The idea that any of this makes Hamnet a ‘weepie’ in the way of a John Lewis advert or even a sentimental, soft-focus movie like Love Story or The Notebook is…. so far removed from the point of this film it feels almost offensive to me.
What do we mean when we dismiss something as ‘grief porn’? I guess it’s implying something gratuitous, debasing, bordering on shameful.
Which is interesting when you consider the way many bereaved parents today often describe being made to feel, shamed into silence: it’s too much, we don’t need to hear it.
Or else, the word ‘porn’ is being used to suggest – what? – inauthenticity? In calling something grief ‘porn’, are you, therefore, suggesting that the emotions it inspires in someone else are somehow less meaningful than your own more artistically discerning emotions?
It’s curiously arrogant to see a film provoke something in an audience, something that you do not experience yourself, and to assume the deficiency must be the film’s – or the audience’s. To decree that what they are experiencing verges on degrading; merely ‘grief porn’.
It’s not that the film should make you cry, or that you have to like it, even. My point is only that it’s a mistake to assume you’re seeing something they’re not, rather than the other way around.

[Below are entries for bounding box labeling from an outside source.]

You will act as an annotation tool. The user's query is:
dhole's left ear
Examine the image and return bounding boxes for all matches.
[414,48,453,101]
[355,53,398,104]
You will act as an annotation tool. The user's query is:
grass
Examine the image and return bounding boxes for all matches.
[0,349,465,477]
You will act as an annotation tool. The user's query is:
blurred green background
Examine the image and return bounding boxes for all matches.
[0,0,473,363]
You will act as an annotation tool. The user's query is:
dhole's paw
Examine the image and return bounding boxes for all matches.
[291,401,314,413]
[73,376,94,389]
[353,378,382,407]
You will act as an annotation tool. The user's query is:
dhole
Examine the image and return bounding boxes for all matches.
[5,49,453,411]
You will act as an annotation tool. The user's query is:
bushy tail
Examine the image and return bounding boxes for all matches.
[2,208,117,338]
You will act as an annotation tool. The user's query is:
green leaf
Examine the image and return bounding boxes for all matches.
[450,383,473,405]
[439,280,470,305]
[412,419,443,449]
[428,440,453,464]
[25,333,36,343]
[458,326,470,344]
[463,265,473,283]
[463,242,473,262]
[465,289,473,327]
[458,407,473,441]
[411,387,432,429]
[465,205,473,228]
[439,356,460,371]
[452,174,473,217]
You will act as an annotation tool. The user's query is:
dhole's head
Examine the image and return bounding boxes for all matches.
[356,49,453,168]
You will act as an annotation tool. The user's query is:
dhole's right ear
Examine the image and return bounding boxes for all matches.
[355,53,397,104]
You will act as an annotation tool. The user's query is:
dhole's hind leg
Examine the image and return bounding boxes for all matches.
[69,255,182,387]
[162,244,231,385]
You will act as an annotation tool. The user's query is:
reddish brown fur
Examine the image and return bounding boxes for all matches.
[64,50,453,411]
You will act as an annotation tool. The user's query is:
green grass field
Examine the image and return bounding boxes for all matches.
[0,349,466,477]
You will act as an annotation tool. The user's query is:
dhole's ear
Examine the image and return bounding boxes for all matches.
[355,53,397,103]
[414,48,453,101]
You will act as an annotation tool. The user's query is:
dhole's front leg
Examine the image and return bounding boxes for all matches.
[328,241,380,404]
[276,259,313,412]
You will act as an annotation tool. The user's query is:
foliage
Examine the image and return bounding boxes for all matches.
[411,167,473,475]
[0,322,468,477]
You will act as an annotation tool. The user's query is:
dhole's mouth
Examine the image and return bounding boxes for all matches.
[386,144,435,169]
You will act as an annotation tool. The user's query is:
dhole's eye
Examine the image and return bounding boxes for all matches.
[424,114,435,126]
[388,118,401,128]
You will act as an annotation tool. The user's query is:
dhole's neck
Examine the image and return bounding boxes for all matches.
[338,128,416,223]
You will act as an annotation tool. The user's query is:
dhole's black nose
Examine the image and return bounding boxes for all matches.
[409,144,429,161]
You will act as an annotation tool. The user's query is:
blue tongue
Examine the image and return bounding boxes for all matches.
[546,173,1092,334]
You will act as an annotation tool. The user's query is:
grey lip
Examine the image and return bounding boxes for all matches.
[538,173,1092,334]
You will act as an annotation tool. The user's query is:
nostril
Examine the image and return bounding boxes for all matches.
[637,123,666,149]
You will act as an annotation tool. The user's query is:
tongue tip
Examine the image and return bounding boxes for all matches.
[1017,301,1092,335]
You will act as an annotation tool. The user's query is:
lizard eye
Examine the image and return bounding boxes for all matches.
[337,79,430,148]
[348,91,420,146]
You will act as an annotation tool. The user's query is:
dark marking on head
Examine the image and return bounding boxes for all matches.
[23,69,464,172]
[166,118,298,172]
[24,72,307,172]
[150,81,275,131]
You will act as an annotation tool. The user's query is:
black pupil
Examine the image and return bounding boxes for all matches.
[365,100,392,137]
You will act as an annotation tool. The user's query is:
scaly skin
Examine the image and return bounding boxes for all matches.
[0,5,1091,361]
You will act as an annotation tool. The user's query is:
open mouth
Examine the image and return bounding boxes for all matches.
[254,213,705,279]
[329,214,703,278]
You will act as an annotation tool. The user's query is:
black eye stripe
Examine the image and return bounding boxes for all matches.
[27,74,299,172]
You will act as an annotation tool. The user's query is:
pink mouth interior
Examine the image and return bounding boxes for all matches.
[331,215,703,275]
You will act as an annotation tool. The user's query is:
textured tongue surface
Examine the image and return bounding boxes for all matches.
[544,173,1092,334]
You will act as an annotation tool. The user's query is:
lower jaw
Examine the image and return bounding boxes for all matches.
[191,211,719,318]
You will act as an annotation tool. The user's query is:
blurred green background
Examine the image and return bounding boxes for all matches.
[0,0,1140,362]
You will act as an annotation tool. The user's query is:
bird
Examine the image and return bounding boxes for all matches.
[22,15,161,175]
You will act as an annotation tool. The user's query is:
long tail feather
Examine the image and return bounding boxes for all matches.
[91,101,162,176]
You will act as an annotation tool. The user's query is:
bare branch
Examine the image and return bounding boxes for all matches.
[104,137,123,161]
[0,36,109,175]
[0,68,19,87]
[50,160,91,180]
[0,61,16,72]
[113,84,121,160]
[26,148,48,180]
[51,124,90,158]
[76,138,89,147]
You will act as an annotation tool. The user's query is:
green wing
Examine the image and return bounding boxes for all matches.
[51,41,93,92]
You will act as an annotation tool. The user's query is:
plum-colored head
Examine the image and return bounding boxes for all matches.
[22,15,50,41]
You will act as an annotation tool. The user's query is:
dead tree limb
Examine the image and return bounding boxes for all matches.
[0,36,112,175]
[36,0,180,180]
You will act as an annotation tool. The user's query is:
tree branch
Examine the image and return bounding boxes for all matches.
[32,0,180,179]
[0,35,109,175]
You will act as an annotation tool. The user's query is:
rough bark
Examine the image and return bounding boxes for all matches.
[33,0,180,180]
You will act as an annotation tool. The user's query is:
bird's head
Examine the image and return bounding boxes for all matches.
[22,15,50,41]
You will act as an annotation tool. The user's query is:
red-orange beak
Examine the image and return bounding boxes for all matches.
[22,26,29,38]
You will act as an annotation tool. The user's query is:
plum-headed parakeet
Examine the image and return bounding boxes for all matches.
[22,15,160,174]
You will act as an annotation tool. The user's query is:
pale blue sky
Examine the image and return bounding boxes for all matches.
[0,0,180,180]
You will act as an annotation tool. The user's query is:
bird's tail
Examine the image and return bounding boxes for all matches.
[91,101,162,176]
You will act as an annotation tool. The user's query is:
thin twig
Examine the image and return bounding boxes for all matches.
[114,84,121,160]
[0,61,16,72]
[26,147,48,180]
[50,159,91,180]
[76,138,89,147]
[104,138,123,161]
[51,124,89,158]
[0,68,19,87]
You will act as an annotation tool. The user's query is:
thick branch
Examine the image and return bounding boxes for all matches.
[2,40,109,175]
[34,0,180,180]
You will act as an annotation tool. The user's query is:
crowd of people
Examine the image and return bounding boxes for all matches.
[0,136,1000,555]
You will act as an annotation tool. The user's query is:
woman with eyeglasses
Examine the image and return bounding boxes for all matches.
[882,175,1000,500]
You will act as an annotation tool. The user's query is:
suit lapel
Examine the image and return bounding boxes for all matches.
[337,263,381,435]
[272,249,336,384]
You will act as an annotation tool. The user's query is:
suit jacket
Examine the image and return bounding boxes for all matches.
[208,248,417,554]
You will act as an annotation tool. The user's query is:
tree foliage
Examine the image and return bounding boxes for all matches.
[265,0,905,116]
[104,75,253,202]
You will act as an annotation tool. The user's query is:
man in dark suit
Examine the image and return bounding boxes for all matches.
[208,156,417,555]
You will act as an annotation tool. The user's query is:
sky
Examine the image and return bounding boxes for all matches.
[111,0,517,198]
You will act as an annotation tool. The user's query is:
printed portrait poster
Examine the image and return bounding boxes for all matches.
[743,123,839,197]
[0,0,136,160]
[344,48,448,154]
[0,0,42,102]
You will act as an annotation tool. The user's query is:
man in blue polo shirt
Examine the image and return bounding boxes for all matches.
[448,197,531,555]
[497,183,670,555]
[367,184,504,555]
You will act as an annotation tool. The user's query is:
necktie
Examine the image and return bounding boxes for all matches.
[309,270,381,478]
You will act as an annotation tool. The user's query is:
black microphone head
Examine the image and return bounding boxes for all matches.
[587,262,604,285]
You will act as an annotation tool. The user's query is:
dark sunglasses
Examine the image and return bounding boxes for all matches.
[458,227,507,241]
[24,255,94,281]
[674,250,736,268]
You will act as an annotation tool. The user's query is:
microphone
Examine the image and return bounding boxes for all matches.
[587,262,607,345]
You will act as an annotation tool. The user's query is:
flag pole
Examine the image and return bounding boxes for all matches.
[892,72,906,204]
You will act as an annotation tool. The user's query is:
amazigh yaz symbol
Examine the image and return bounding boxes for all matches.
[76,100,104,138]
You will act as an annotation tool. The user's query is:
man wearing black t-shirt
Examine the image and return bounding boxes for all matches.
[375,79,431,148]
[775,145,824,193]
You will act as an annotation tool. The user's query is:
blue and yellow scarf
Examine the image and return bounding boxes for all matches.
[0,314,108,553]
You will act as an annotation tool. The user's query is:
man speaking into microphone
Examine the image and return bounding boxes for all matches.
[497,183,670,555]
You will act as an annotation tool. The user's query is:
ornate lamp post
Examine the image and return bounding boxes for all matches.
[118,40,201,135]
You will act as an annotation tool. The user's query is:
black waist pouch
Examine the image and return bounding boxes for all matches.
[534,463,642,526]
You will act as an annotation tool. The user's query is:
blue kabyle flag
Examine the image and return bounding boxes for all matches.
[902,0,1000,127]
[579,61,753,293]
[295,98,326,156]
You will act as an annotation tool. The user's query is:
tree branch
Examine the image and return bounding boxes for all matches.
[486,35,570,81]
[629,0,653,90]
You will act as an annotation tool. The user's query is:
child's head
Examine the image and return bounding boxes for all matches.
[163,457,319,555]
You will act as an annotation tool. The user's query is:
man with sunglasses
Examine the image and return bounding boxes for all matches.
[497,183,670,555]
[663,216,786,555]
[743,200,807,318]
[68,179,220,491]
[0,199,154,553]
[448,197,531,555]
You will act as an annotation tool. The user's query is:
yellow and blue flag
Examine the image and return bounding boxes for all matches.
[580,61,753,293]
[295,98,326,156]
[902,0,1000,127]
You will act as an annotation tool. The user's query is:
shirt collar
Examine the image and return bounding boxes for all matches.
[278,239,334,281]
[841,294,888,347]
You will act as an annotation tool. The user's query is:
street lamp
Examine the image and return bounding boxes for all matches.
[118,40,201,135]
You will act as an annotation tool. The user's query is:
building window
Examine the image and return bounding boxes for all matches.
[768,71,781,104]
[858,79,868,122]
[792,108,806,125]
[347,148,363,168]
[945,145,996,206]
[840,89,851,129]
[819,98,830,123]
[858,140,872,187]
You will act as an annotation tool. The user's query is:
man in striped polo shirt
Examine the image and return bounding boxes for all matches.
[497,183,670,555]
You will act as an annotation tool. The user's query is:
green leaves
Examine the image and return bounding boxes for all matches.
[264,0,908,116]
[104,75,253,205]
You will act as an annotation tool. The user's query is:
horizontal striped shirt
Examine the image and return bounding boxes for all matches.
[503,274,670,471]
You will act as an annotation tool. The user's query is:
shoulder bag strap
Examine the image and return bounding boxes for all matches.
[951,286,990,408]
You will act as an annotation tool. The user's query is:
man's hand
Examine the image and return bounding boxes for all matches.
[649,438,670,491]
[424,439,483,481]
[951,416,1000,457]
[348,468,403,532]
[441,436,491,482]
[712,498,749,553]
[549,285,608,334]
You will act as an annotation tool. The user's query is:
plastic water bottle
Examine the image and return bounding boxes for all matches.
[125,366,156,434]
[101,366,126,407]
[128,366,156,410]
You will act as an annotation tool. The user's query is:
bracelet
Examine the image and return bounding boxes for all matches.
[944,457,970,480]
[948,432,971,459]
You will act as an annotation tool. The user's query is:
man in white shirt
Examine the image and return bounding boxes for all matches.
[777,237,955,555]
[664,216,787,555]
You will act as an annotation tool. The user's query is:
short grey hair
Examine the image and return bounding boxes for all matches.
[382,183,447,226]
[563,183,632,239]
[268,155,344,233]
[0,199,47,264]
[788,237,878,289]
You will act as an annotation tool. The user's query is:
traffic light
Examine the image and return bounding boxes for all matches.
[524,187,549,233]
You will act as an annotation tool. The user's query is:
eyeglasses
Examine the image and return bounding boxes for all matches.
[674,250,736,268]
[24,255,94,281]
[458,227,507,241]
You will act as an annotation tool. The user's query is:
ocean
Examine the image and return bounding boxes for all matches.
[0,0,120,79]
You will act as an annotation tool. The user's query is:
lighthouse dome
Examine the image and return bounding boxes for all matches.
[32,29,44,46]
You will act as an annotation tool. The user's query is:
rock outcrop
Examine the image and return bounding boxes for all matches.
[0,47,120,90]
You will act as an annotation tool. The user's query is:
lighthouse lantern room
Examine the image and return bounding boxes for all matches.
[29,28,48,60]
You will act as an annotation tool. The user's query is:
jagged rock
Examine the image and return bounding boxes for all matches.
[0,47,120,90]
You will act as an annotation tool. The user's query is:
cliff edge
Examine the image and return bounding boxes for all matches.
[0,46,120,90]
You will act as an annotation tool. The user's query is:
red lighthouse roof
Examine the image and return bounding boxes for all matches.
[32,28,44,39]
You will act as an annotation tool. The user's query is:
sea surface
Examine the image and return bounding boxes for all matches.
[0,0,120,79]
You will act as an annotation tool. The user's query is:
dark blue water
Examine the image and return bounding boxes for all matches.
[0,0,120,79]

My emotions didn’t need to be manipulated when I watched Hamnet. It tapped into a deep well of what was already there – experiences and feelings that are not rare and yet rarely represented with nuance, gravitas or main-character energy. Things that don’t often get much of a look-in during awards season, certainly.
My guess is, it’s the same for many of the people crying in the cinema at Hamnet.
Because there is a huge cohort of us out here who – for many reasons, be it a traumatic birth, a miscarriage, illness, the loss of a baby or child at any age – do not need reminding, as Shakespeare’s mother Mary says in the film (a line drawn from the original novel):
‘What is given may be taken away, at any time… Never take for granted that your children’s hearts beat, that they sup milk, that they draw breath, that they walk and speak and smile and argue and play. Never for a moment forget they may be gone, snatched from you, in the blink of an eye, borne away from you like thistledown.’
Lest I be accused of ‘grief cos-play’, to be clear, I have not lost a child. Or a baby at full-term. I have lost only the beginnings of children, five times over.
But you do not actually need to have lost an 11-year-old to the bubonic plague in 1596 to feel the truth of those words in your bones.
And perhaps it’s this deep ocean of underrepresented human experience (often, though not exclusively, intimate female experience) that’s being overlooked by the critics carping about ‘grief porn’, apparently baffled at the response to this film.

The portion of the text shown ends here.